Algebra is a mathematical discipline focused on symbols and their manipulation according to rules.
Variables are symbols (like x and y) denoting unknown values.
Expressions combine numbers, variables, and operations (example: 2x + 3).
Equations assert the equality between two expressions (example: 2x + 3 = 7).
Linear Equations follow the format ax + b = 0 and produce straight-line graphs.
Quadratic Equations have the form ax² + bx + c = 0, resulting in parabolic graphs.
Polynomial Equations consist of terms with variables raised to non-negative integer powers.

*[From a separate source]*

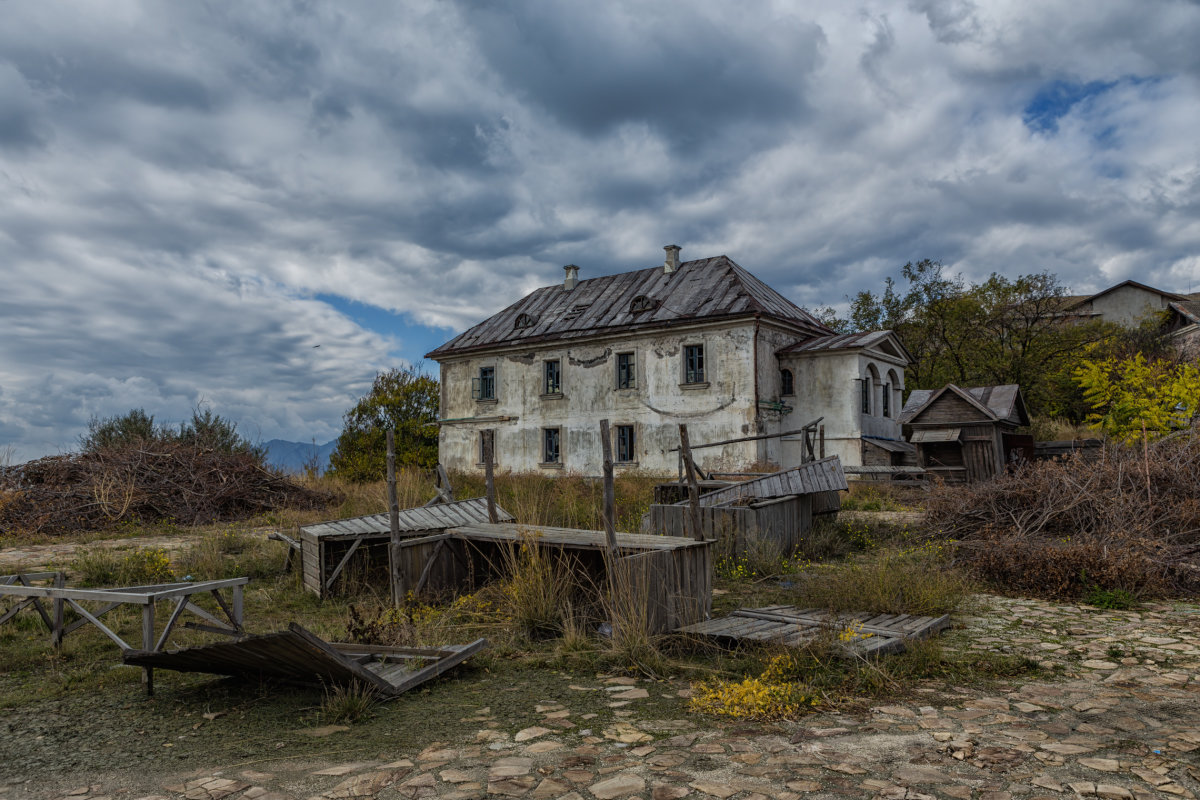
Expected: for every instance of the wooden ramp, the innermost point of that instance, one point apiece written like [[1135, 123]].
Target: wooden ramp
[[863, 633], [298, 656]]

Operations in algebra include:
- Addition/Subtraction: Focus on combining like terms for simplification.
- Multiplication: Utilize the distributive property; for example, a(b + c) = ab + ac.
- Factoring: The process of expressing an algebraic expression as a product of its factors (example: x² - 9 = (x - 3)(x + 3)).
A Function relates each input to a single output, denoted as f(x) for variable x.
Functions can be categorized as linear, quadratic, polynomial, exponential, or logarithmic.

Permutations involve arranging objects in a designated order.
The permutations of n objects is calculated as n! (n factorial), which is n × (n - 1) ×...× 1.
The formula for permutations of n objects taken r at a time is P(n, r) = n! / (n - r)!.
Key Concepts:
- Distinct Objects: Each object is unique, and the order of arrangement matters.
- Identical Objects: When objects are similar, the formula adjusts for duplicates: P(n; n₁, n₂,..., nₖ) = n! / (n₁! × n₂! ×...× nₖ!).
Applications:
- Solve combinatorial problems by arranging items like people, letters, or numbers.
- Aid in probability calculations based on the arrangements of different items.
Example Problems:
- Arranging 3 books yields 3! = 6 possible arrangements.
- Selecting and arranging 2 fruits from a collection of 5 gives P(5, 2) = 5! / (5 - 2)! = 20 different combinations.